I wouldn't do so. The speed-up of sinc is not so significant, and cosc seems to be even faster than the original (Base) version. Notice also, the original version is significantly faster only nearby zero.

julia> x = rand(10000);

julia> @btime sinc.(x);
  177.529 μs (5 allocations: 78.27 KiB)
julia> @btime Base.sinc.(x);
  171.738 μs (5 allocations: 78.27 KiB)

julia> @btime cosc.(x);
  252.226 μs (5 allocations: 78.27 KiB)
julia> @btime Base.cosc.(x);
  292.728 μs (5 allocations: 78.27 KiB)

julia> @btime sin.(x);
  69.210 μs (5 allocations: 78.27 KiB)
stevengj commented 4 years ago

the original version is significantly faster only nearby zero.

Sorry if I wasn't clear — near zero, the new implementation is faster for both sinc and cosc for FloatXX (and ComplexFXX):

julia> x = rand(Float64, 100)/1000; xf = Float32.(x);

julia> @btime sum(Base.sinc, $x); @btime sum(sinc, $x);
  1.278 μs (0 allocations: 0 bytes)
  403.865 ns (0 allocations: 0 bytes)

julia> @btime sum(Base.sinc, $xf); @btime sum(sinc, $xf);
  992.455 ns (0 allocations: 0 bytes)
  407.615 ns (0 allocations: 0 bytes)

julia> @btime sum(Base.cosc, $x); @btime sum(cosc, $x);
  2.655 μs (0 allocations: 0 bytes)
  425.477 ns (0 allocations: 0 bytes)

julia> @btime sum(Base.cosc, $xf); @btime sum(cosc, $xf);
  2.131 μs (0 allocations: 0 bytes)
  405.568 ns (0 allocations: 0 bytes)

So there should be no reason to use the old version.

stevengj commented 4 years ago

I have to admit that the "cosc function" is new to me, and I wonder how widespread this terminology is?

So far, the only references I can find for our definition of cosc trace to these 1999 seminar notes.
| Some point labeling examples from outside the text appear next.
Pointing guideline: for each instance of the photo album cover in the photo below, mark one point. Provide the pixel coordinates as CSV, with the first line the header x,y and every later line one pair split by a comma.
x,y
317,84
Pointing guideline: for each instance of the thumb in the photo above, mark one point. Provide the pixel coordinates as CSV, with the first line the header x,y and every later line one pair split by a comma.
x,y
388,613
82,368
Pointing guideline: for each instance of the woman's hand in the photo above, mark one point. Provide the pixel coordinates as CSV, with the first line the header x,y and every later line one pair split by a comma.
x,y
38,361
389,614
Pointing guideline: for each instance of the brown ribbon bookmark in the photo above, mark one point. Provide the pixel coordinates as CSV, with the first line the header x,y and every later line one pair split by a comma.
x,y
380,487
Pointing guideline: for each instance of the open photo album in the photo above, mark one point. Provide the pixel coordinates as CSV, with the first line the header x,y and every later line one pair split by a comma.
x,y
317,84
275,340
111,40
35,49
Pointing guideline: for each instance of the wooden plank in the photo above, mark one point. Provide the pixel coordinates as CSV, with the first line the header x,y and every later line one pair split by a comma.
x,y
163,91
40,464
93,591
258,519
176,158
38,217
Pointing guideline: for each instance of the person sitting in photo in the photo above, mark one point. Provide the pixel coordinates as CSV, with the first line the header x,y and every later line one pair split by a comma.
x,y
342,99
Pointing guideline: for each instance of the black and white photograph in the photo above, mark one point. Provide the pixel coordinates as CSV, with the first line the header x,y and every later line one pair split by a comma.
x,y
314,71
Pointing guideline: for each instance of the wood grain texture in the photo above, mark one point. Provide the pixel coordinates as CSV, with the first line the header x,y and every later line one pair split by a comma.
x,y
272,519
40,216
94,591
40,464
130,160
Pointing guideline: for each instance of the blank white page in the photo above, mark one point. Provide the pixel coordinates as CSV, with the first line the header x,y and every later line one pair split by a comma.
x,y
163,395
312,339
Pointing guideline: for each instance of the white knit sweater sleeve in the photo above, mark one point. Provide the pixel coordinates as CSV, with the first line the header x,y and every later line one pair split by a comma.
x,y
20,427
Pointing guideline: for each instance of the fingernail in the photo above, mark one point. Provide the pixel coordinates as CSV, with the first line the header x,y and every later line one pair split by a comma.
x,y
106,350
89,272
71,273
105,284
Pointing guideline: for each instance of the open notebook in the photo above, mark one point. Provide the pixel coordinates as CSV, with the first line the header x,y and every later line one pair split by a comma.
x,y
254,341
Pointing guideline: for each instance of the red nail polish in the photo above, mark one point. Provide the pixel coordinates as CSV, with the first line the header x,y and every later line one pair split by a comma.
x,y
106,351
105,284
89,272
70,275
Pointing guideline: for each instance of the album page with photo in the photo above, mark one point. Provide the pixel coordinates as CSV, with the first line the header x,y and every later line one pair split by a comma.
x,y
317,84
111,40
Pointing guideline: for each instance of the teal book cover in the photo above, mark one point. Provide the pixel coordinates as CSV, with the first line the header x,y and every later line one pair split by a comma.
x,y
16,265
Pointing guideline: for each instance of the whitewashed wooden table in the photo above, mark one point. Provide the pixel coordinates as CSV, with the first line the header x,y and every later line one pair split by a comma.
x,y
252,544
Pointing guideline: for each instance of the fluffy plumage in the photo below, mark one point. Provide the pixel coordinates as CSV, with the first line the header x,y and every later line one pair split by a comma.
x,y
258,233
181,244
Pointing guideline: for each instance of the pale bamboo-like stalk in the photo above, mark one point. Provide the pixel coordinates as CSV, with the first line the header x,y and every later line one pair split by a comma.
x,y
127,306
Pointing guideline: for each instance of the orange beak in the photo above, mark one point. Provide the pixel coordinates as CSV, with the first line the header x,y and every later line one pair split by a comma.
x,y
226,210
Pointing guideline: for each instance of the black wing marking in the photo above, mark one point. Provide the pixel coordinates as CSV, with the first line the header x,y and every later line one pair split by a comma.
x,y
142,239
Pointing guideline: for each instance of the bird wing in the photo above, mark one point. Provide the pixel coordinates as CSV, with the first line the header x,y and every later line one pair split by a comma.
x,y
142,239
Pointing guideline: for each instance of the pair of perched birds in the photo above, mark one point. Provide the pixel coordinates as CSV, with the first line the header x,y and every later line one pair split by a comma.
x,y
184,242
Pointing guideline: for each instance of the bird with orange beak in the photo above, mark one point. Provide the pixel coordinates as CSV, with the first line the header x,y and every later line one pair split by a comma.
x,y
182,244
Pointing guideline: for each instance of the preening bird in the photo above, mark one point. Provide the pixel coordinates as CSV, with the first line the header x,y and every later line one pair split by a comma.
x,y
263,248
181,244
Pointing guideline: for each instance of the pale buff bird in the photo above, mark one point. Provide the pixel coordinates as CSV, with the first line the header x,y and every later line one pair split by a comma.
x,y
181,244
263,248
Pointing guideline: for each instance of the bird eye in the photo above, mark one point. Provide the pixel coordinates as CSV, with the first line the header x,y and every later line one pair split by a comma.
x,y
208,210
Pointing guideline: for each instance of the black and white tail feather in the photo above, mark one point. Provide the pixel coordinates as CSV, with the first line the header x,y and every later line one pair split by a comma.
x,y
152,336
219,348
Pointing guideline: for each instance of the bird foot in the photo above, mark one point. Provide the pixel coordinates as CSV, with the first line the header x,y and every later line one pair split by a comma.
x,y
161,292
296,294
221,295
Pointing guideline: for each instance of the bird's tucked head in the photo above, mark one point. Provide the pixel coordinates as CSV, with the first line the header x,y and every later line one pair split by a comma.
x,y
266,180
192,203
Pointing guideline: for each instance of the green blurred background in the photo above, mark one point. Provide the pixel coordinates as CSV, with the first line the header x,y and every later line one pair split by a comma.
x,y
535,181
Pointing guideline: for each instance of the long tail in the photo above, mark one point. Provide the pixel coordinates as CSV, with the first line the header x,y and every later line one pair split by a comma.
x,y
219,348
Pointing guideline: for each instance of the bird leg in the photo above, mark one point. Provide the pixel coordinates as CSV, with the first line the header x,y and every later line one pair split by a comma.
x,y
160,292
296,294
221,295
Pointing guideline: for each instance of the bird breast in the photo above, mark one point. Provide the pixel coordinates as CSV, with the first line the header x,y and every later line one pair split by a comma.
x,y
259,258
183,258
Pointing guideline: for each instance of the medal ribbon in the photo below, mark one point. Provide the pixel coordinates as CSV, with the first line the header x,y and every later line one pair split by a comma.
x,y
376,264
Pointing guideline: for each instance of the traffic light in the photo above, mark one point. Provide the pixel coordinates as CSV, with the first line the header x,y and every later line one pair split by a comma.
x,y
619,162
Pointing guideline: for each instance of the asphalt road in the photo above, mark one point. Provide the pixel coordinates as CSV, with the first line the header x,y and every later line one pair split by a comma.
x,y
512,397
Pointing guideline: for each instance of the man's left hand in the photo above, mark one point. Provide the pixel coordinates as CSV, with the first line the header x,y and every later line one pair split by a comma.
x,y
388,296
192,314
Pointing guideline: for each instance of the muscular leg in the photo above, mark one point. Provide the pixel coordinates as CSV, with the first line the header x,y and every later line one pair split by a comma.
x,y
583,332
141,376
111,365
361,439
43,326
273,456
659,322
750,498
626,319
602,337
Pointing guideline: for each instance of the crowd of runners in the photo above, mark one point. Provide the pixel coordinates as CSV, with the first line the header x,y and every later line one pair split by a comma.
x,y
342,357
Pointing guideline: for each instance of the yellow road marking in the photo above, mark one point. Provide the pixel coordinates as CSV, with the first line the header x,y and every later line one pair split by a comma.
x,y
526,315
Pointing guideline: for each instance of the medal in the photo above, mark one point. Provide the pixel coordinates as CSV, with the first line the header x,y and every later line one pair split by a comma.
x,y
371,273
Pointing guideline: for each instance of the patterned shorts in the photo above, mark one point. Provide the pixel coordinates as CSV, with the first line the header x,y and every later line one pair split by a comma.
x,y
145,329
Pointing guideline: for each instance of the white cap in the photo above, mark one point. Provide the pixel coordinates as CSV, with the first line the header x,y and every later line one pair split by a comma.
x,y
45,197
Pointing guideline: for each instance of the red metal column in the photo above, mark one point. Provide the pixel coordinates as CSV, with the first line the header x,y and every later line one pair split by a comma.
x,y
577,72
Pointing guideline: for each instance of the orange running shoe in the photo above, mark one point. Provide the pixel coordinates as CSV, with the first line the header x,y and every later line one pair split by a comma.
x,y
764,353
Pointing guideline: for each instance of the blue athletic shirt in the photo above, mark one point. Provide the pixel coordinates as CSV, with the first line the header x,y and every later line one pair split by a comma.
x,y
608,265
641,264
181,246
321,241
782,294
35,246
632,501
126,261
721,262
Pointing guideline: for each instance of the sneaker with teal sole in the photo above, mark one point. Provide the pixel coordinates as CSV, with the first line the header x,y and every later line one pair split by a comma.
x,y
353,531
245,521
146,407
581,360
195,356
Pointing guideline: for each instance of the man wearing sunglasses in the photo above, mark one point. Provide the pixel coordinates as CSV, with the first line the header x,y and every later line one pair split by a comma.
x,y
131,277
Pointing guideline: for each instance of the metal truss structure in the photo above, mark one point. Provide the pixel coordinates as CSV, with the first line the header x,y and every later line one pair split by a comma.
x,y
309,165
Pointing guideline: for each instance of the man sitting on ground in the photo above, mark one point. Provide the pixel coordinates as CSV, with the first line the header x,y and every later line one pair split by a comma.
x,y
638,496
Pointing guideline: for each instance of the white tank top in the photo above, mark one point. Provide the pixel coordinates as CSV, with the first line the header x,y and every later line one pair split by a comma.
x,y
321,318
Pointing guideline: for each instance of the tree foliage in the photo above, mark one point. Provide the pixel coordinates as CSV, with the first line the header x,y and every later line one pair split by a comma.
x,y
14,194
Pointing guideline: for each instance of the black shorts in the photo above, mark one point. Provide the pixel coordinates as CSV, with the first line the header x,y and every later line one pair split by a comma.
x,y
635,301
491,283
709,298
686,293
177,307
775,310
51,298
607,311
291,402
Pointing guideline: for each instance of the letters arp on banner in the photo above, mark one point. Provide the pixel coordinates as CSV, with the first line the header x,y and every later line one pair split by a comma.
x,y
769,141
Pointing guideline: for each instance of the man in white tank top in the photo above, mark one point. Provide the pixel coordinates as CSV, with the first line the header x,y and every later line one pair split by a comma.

Are there any other references? @JeffBezanson, where did you take this definition from when you added it in 2010?

Other definitions include:

That being said, d(sinc)/dx seems to be the most broadly useful definition, now that differentiable programming is all the rage, especially because the naive derivative implementation is numerically unstable and a correct implementation is nontrivial.

JeffBezanson commented 4 years ago

I don't remember, but it's possible I got it from those very notes --- I probably learned about it in the context of windowing functions for image reconstruction. I'm pretty sure we used the derivative definition in the MRI lab.

petvana commented 4 years ago

Just for the record, I found sinc first in a recent paper A novel formalisation of the Markov-Dubins problem published robotic conference this year. It enables to model both straight and turn trajectory segments by a single equation.

stevengj commented 4 years ago

@petvana, the sinc function is totally standard (modulo two conventions about π factors) — it's only cosc that I was wondering about.